Usually, it is easier to develop short books for Project Gutenberg than it is to develop longer books, but sometimes short books can pose their own intellectual challenges. One such series of short books is the “CHILD’S OWN BOOK of Great Musicians” series (1915) by Thomas Tapper. These books have a couple of pages of illustrations so that the child can cut and paste those illustrations into the appropriate places to make a book and other places where the child can write a story about the musician.
Recently, we posted four books from this series. One book was on Bach (Johann Sebastian Bach: The story of the boy who sang in the streets). Another was on Haydn (Franz Joseph Haydn: The Story of the Choir Boy who became a Great Composer). Still another was on Mozart (Mozart: The story of a little boy and his sister who gave concerts). The fourth was on Beethoven (Beethoven: The story of a little boy who was forced to practice).
In each of these books, we produced an HTML file that shows what the finished workbook looks like, and a MIDI file that corresponded to an illustration of sheet music in the book (e.g., this minuet by Mozart). The MIDI files were produced by the DP Music Team.
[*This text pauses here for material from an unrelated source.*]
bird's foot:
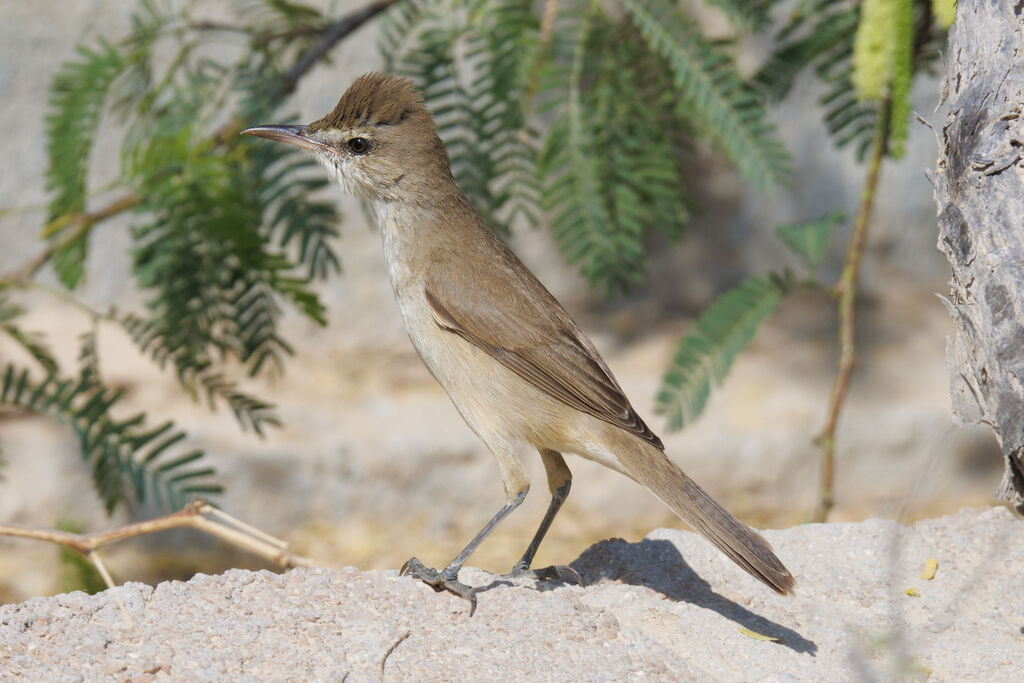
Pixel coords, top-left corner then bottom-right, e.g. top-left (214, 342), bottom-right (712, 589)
top-left (398, 557), bottom-right (476, 616)
top-left (504, 563), bottom-right (586, 587)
The Mozart book project and the Beethoven book project have something that the other two book projects do not: a PDF file that shows what the workbook probably looked like before being finished, and that PDF file can be printed out to make a workbook that a child can fill in, just like the books sold almost a hundred years ago. Creating that PDF file was an interesting and challenging experience. The reason why the Mozart book and the Beethoven book project have a PDF and the others do not, is that these projects differ from the other two in that they had the two sheets of illustrations intact.
All in all, it has been an interesting challenge, especially the production of the PDF file, which was created in Microsoft Word. I learned a lot from it. Still, I am looking forward to working with longer, less challenging books.